In fact, since both also perform well in bright northern light, they prevail over the Touch outdoors too. The only times I use the Nook Touch is when I must read in direct sunlight.

It occurred to me that the new "Glow" version might allow me to take only one reader wherever I might go or find myself. It certainly would be lighter and smaller than the Touch/Tablet combination I sometimes carry.

As soon as my local B&N had a sample, I took my Touch and made a comparison -- which was interesting and intriguing. First, the Glow, with its light off, had ever-so-slightly less contrast than my Touch; the background color was a little more tan in color; neither were completely white. Second, with the light on, the Glow was much clearer; the contrast was much better -- it was easier to read, hands-down easier to read. I had to have one.

I became the first on the waiting list -- brought it home yesterday, the 30th, and have been running it alongside the 'plain-old' Touch and the Tablet.

I have used my new Glow from full darkness to direct sunlight. With the light on (25-50%), it is completely superior to the Touch -- except in direct sunlight. Direct sun completely nullifies the the advantage of the lighting (at any percentage level) and the slight contrast edge goes back to the Touch.
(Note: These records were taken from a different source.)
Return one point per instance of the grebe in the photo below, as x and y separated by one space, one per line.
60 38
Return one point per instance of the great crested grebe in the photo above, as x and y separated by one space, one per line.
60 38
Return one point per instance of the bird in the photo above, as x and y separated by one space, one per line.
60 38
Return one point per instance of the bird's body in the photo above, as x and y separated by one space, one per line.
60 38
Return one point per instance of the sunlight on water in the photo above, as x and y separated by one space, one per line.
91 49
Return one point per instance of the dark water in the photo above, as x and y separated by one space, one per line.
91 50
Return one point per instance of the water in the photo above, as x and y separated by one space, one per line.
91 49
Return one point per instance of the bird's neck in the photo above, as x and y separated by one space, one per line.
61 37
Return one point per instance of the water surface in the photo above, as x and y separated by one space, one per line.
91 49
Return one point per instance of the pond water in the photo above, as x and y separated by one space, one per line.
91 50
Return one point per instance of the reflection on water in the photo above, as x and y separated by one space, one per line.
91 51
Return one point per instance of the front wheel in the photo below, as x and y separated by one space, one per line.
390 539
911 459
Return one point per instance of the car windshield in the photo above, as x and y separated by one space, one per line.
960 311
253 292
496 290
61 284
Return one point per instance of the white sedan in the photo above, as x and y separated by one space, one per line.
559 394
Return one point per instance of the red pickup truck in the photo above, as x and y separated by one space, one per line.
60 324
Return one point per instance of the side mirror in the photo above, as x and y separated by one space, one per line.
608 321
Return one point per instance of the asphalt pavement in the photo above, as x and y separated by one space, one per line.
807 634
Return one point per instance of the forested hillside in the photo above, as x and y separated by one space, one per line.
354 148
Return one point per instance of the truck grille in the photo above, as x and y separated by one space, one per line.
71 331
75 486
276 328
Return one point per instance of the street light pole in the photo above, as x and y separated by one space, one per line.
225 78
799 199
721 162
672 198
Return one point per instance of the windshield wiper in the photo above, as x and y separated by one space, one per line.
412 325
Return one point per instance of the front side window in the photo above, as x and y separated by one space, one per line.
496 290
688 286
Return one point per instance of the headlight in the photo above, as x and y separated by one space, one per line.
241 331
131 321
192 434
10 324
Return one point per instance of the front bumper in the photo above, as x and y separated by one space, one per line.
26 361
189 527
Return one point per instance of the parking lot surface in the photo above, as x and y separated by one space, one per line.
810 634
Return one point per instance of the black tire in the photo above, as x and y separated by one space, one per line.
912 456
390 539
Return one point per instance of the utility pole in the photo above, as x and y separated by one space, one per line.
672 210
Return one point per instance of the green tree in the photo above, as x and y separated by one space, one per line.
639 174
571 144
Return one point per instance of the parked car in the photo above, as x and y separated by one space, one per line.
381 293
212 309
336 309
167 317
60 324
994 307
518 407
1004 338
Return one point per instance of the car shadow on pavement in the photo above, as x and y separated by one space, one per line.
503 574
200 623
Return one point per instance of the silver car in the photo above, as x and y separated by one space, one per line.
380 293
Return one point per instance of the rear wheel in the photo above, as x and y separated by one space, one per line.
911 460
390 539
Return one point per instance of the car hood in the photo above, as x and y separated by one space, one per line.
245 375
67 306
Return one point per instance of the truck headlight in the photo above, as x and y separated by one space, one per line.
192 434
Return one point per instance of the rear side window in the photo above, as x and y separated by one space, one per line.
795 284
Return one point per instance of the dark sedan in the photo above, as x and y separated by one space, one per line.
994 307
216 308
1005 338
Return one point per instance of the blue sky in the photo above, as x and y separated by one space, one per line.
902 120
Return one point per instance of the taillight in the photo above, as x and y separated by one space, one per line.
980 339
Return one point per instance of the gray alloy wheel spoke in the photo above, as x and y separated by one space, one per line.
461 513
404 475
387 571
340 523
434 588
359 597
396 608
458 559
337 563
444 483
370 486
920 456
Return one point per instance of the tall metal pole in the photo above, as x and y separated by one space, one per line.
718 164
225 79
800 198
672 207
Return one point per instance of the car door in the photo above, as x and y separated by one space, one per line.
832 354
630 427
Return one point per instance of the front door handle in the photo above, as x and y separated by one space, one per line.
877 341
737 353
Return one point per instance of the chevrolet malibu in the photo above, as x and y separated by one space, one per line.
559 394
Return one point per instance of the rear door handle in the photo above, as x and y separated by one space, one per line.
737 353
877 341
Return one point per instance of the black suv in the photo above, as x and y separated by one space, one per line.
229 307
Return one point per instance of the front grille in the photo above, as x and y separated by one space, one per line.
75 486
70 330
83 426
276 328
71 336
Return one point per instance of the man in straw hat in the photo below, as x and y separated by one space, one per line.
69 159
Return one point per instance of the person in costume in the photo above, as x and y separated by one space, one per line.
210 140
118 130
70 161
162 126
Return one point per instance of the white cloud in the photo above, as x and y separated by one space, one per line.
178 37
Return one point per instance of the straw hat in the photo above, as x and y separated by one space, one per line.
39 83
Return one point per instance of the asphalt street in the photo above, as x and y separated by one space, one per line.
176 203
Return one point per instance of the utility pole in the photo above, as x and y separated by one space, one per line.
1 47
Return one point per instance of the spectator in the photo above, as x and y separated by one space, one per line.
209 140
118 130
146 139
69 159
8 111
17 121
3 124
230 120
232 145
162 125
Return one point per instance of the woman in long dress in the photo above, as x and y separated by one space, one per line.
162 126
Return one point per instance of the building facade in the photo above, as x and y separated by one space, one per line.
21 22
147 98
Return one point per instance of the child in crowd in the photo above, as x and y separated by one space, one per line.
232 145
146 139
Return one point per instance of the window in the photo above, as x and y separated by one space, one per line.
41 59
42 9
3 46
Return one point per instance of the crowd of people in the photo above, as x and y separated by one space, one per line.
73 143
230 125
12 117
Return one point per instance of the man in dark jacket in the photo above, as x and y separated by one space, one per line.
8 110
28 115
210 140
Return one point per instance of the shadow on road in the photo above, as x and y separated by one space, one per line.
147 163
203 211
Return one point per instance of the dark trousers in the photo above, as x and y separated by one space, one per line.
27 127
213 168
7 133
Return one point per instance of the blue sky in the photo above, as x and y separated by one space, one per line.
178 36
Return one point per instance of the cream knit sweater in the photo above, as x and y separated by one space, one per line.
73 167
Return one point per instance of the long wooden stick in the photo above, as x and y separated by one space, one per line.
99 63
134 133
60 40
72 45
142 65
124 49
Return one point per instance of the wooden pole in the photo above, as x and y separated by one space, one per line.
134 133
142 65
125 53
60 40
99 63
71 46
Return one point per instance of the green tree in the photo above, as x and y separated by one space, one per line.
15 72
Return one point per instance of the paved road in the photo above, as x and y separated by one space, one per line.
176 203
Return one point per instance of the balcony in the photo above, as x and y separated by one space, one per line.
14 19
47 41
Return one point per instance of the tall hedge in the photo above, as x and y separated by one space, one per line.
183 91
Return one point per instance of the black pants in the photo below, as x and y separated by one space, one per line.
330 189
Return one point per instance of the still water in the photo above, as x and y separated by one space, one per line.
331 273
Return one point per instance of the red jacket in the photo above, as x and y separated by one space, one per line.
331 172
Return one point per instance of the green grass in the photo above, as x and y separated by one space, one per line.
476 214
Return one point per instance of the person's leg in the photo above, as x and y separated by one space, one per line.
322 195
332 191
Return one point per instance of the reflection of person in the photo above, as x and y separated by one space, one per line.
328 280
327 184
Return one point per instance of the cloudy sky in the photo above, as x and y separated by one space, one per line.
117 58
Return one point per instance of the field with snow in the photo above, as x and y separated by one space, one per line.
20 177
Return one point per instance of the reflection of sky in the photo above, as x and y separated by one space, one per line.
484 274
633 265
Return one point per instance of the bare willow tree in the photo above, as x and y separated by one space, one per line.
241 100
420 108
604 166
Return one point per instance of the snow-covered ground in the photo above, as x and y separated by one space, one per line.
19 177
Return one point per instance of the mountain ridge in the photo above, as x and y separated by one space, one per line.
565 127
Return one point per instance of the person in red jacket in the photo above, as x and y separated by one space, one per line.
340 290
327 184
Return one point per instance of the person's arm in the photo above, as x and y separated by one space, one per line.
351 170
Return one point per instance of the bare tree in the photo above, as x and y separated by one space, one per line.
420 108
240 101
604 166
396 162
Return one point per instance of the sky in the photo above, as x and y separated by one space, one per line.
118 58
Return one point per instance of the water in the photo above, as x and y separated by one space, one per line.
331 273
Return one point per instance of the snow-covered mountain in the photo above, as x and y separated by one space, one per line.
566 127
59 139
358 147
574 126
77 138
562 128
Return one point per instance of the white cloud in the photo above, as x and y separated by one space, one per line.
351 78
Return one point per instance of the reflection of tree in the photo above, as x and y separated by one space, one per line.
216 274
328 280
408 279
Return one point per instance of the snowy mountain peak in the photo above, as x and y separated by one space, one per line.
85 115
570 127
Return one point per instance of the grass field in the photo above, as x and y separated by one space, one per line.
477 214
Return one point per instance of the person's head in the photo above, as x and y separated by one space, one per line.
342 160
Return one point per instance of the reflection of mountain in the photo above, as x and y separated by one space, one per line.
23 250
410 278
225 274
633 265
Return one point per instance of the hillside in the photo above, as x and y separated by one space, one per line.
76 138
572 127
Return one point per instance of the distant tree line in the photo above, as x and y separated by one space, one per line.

The difference isn't great but does favor the Touch.

If I were going to read exclusively in direct sun, I would stick with the cheaper, simpler and likely more reliable Touch. But who does that? Besides, in every other lighting environment, I found the Glow to be the better reader. It is not perfect though.

At low level lighting (below about 25%) and in the dark, the illumination is uneven: First, there is an understandable brighter band of light just below the LEDs at the top. It is a small difference and I soon got used to it. Just below this band is a darker one. Their proximity makes both more prominent to my eyes. There is also a faint darker area about the size of a quarter (but roughly shaped) on the right side of the screen and about half-way down. Finally, there is a vague, irregular but full width darker area near the bottom. The differences are very slight and I soon forget about them when reading. Although, I shall follow up on this with B&N and let Y'all know what I learn.

The screen of the Glow is sharp and clear in the dark or a dimly lit room (think: watching television). However, there is no way that it can equal the clarity and sharpness of my Tablet under those same conditions. It weighs much less though which can mean a lot when reading in bed. I am not saying that it isn't good in the dark, it is very good in the dark, but, the Color and Tablet are better.

My only complaint is that the display lighting is slightly uneven. I am going to ignore this small detail and keep my new Nook Touch Glow. I am already becoming fond of it and will likely make it my go anywhere reader.

Hope this helps -- Joe Minton
I read in two situations: outside, many times in broad daylight (on the beach, in a park) and in bed. I really hate artificial light on epaper, reflections dancing everywhere. I have a Nook Color (my first tablet) and it gave me problems reading in daylight no matter how much I pumped the illumination. I chose the smallest of evils with an eink reader with light.